Calibrating CAT Bonds for Mexican Earthquakes

Abstract

The study of natural catastrophe models plays an important role in the prevention and mitigation of disasters. After the occurrence of a natural disaster, the reconstruction can be financed with catastrophe bonds (CAT bonds) or reinsurance. This paper examines the calibration of a real parametric CAT bond for earthquakes that was sponsored by the Mexican government. The calibration of the CAT bond is based on the estimation of the intensity rate that describes the earthquake process from the two sides of the contract, the reinsurance and the capital markets, and from the historical data.

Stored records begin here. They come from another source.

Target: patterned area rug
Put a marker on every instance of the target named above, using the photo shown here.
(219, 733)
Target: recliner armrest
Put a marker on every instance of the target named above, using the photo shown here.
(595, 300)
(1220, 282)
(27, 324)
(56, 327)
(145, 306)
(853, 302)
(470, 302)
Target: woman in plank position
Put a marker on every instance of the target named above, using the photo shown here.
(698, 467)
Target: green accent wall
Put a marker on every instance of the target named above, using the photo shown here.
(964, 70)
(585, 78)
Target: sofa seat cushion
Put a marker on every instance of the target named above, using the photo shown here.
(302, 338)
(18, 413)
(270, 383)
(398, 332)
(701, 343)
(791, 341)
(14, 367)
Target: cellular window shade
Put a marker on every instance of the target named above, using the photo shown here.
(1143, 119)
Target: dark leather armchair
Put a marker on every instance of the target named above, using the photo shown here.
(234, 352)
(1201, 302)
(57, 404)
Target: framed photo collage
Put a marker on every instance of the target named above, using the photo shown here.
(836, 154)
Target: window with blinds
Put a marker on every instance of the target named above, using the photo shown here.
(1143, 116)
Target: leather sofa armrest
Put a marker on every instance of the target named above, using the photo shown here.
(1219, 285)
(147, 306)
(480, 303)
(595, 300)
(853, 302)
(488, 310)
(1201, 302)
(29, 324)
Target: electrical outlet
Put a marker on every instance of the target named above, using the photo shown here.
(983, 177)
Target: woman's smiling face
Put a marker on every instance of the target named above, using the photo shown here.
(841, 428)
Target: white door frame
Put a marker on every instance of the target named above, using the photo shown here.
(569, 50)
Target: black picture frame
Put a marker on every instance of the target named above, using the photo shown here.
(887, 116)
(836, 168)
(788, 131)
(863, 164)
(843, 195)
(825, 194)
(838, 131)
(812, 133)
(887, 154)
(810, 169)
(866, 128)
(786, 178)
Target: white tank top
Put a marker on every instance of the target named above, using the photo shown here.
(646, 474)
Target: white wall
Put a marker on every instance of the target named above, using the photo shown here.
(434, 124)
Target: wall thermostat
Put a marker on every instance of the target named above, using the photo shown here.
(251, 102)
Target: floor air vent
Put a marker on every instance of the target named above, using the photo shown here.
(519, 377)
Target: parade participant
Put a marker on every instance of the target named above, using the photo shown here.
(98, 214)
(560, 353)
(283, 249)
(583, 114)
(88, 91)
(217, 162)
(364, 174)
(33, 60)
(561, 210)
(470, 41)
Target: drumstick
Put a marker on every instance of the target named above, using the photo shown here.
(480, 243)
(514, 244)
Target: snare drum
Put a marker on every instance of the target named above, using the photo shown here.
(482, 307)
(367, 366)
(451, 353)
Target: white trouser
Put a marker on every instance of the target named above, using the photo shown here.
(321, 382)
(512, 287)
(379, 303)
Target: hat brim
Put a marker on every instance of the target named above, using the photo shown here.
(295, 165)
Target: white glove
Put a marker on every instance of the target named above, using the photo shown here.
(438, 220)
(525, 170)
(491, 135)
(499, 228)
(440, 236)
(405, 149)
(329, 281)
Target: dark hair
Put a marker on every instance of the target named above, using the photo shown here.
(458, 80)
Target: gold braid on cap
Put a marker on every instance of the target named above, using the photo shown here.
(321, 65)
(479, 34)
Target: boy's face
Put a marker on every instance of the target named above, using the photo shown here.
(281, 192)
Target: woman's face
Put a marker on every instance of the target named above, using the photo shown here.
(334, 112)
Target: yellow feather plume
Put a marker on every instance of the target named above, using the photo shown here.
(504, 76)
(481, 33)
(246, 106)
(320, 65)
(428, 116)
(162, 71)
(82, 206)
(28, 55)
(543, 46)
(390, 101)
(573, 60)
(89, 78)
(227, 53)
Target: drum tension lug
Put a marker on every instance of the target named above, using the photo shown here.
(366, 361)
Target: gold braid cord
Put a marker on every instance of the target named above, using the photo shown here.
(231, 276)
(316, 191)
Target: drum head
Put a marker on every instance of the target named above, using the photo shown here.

The results demonstrate that, under specific conditions, the financial strategy of the government, a mix of reinsurance and CAT bond, is optimal in the sense that it provides coverage of USD 450 million for a lower cost than the reinsurance itself. Since other variables can affect the value of the losses caused by earthquakes, e.g. magnitude, depth, city impact, etc., we also derive the price of a hypothetical modeled-index (zero) coupon CAT bond for earthquakes, which is based on a compound doubly stochastic Poisson pricing methodology. In essence, this hybrid trigger combines modeled loss and index trigger types, trying to reduce basis risk borne by the sponsor while still preserving a non-indemnity trigger mechanism. Our results indicate that the (zero) coupon CAT bond price increases as the threshold level increases, but decreases as the expiration time increases. Due to the quality of the data, the results show that the expected loss is considerably more important for the valuation of the CAT bond than the entire distribution of losses.